Oleh : M.Fathurahman
A.Opening
Di balik dokumen Rencana Pembangunan Jangka Panjang Daerah (RPJPD) dan Rencana Kerja Pemerintah Daerah (RKPD) Kabupaten Kendal yang terlihat rapi, terselip dinamika rekayasa politik dan pergeseran paradigma pembangunan yang menarik untuk dicermati.
Setiap siklus lima tahunan, dengan bergantinya kepemimpinan, agenda prioritas daerah pun turut bergeser, mencerminkan visi politik dari kepala daerah yang sedang menjabat, ketimbang kebutuhan murni masyarakat di lapangan.
B.Paradigma Perencanaan yang Berubah
Secara normatif, perencanaan pembangunan daerah seharusnya bersifat teknokratis, partisipatif, dan berkelanjutan, mengacu pada data dan aspirasi masyarakat dari tingkat bawah (musrenbang).
Namun, dalam praktiknya, paradigma pembangunan sering kali didikte oleh visi, misi, dan janji politik kepala daerah saat kampanye.
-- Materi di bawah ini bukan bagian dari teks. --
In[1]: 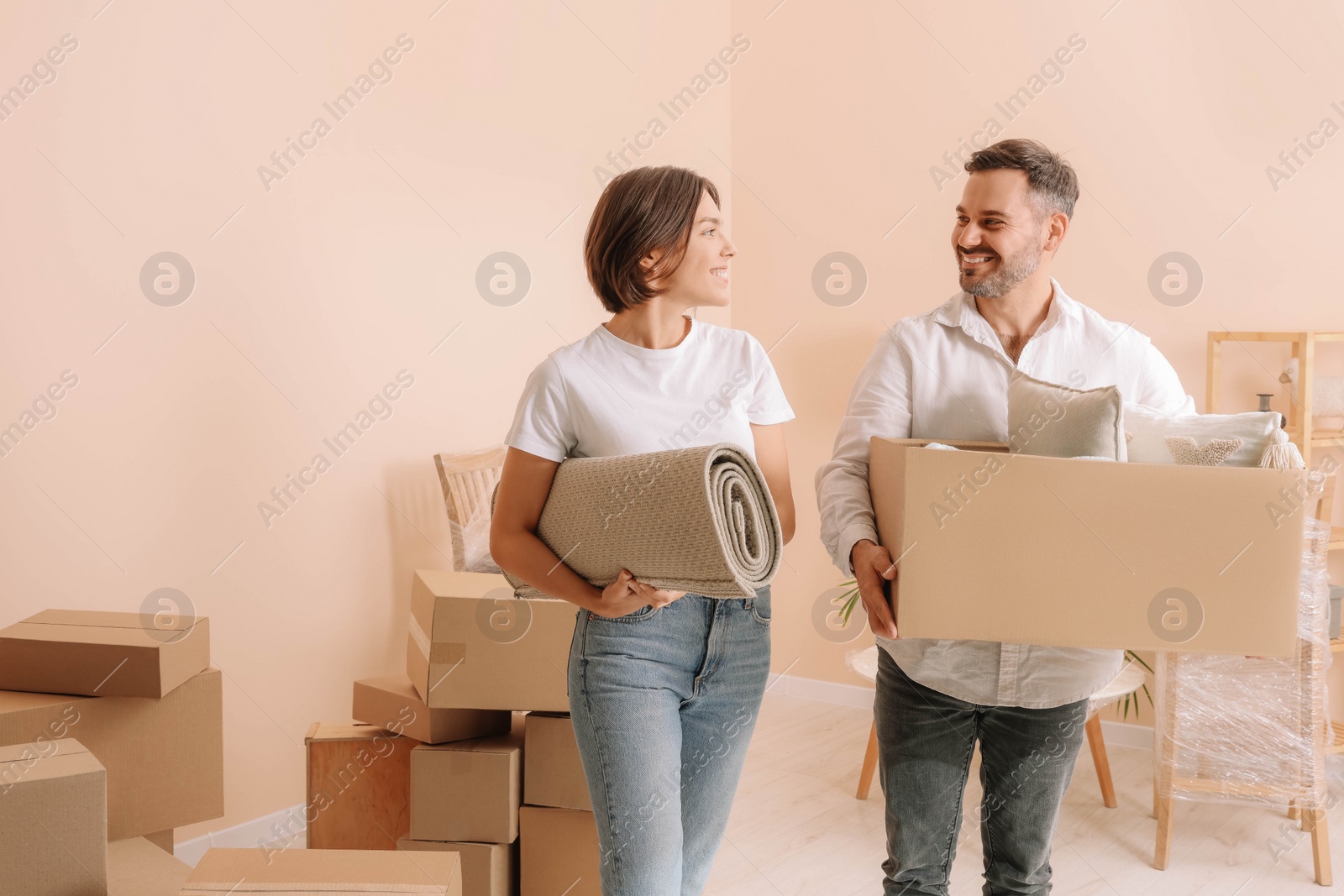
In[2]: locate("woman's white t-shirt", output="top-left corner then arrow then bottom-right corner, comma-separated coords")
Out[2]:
504,317 -> 795,462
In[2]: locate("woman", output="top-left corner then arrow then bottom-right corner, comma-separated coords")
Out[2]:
491,166 -> 795,896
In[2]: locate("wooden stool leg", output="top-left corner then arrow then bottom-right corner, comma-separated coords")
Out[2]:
1301,807 -> 1335,887
855,719 -> 878,799
1153,797 -> 1176,871
1086,712 -> 1116,809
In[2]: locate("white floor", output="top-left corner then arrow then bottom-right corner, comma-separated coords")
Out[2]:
707,690 -> 1344,896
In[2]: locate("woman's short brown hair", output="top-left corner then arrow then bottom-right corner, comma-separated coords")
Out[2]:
583,165 -> 719,314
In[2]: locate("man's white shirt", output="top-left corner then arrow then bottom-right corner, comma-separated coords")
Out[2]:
816,278 -> 1194,710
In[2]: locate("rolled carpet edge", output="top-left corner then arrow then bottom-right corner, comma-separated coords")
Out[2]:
491,442 -> 784,598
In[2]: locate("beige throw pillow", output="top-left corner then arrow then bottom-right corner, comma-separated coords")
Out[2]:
1008,369 -> 1127,461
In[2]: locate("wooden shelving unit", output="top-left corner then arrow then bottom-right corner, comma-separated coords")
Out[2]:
1205,331 -> 1344,469
1205,331 -> 1344,551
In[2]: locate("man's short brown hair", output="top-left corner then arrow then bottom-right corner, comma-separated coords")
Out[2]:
583,165 -> 719,314
966,139 -> 1078,220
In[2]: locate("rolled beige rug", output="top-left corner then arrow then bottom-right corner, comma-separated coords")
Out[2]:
491,442 -> 784,598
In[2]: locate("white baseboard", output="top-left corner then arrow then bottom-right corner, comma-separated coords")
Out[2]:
173,673 -> 1153,865
764,672 -> 872,710
172,804 -> 307,867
Di Kabupaten Kendal, misalnya, fokus pembangunan dapat berpindah dari “Kendal Smart City” ke “Kendal Inclusive” atau “Sustainable Kendal” dalam periode yang berbeda, tergantung siapa yang memimpin.
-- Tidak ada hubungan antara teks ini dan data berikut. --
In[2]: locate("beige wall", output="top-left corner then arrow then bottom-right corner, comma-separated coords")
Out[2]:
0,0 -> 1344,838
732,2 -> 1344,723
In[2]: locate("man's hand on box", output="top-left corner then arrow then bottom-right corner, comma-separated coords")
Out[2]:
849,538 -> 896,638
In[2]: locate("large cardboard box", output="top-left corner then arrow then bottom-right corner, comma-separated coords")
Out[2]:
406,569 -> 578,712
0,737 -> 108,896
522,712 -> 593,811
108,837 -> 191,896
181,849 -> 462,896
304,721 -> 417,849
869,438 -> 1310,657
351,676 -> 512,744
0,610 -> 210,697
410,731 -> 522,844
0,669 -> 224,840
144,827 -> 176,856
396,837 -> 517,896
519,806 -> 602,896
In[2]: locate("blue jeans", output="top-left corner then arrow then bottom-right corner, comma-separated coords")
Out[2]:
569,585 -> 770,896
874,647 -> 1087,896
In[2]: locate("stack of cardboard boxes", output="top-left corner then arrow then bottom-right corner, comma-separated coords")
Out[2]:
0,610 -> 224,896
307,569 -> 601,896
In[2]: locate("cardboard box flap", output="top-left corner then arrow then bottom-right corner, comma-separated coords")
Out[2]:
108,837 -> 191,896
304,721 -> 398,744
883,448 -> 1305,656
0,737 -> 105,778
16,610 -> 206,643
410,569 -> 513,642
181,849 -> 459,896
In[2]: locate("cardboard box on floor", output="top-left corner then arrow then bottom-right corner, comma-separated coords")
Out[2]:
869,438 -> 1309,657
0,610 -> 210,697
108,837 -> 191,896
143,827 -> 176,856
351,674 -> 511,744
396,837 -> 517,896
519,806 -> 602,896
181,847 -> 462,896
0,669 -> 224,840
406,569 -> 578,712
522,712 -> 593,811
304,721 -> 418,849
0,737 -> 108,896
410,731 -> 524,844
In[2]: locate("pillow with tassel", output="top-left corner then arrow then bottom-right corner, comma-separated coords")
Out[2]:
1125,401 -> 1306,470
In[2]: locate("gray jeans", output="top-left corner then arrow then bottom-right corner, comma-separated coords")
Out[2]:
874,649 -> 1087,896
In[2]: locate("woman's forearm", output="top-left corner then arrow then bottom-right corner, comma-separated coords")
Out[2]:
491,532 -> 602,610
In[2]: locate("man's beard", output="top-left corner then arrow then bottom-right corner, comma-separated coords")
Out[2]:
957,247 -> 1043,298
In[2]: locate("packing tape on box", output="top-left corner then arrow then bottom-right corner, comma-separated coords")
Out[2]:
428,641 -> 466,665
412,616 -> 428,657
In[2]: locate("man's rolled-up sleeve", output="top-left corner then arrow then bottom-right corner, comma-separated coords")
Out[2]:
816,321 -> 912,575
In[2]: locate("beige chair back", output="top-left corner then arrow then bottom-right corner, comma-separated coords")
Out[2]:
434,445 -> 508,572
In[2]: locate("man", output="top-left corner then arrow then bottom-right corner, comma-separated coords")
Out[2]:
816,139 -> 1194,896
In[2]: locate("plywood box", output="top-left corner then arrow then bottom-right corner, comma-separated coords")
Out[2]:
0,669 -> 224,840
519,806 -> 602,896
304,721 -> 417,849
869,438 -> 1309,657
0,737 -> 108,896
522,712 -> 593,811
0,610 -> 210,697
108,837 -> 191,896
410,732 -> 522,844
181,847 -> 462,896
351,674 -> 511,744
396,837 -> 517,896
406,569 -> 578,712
Pergeseran ini menunjukkan bahwa aspek politis memiliki bobot yang sangat kuat dalam menentukan arah kebijakan.
C.Rekayasa Politik dalam Alokasi Anggaran
Rekayasa politik menjadi kian kentara saat usulan-usulan pembangunan dari masyarakat atau perangkat daerah harus diselaraskan dengan program unggulan bupati atau wakil bupati terpilih.
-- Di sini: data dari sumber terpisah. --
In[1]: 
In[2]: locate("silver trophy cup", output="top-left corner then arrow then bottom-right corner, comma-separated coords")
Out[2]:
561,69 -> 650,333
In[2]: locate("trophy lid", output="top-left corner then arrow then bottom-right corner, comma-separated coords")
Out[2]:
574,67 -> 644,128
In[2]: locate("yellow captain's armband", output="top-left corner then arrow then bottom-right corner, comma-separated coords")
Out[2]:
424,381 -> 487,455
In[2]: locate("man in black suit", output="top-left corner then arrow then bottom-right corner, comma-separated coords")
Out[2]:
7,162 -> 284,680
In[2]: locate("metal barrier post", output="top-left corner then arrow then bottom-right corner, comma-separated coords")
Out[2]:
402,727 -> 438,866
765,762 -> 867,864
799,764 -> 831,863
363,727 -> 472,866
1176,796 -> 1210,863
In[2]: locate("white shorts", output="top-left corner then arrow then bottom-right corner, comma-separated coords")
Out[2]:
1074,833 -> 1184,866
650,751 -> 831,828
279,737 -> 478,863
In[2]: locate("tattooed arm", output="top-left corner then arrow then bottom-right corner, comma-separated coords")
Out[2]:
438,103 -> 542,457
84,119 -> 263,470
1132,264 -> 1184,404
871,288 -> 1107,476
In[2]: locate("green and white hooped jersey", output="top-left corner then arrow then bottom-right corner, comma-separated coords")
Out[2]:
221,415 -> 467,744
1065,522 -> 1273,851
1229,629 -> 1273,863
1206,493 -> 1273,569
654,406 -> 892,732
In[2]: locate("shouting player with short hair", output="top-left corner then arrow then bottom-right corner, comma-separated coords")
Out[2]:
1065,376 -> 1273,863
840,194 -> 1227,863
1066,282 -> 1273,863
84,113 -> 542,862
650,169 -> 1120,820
Alokasi sumber daya dan anggaran yang memadai seringkali lebih diprioritaskan pada program-program yang memberikan quick wins politik atau visibilitas tinggi, daripada proyek-proyek fundamental yang mungkin kurang populer namun vital bagi keberlanjutan jangka panjang.
Hal ini terlihat dalam beberapa kebijakan di Kendal, di mana pembangunan infrastruktur jalan utama atau program kesejahteraan RT/RW mendapatkan porsi besar, sementara isu-isu lain seperti optimalisasi pelayanan dasar atau reformasi birokrasi masih dinilai belum optimal.
Proses penentuan skala prioritas ini, meski dibungkus dalam rapat paripurna dan forum resmi, pada dasarnya adalah hasil dari negosiasi dan kekuatan politik di antara eksekutif dan legislatif daerah.
D.Tantangan Partisipasi Publik
Keterlibatan masyarakat dalam perumusan kebijakan pembangunan seringkali hanya sebatas formalitas, sebagai syarat administratif belaka.
Suara masyarakat di tingkat desa atau kecamatan bisa tereduksi atau bahkan tersingkir saat berhadapan dengan agenda politik yang lebih besar.
Penting bagi masyarakat Kendal, media lokal, dan organisasi masyarakat sipil untuk terus mengawal proses ini, memastikan bahwa dokumen perencanaan pembangunan benar-benar mencerminkan kebutuhan kolektif, bukan sekadar instrumen legitimasi politik.
Transparansi dan akuntabilitas adalah kunci untuk meminimalkan rekayasa politik yang berpotensi mengorbankan pembangunan berkelanjutan.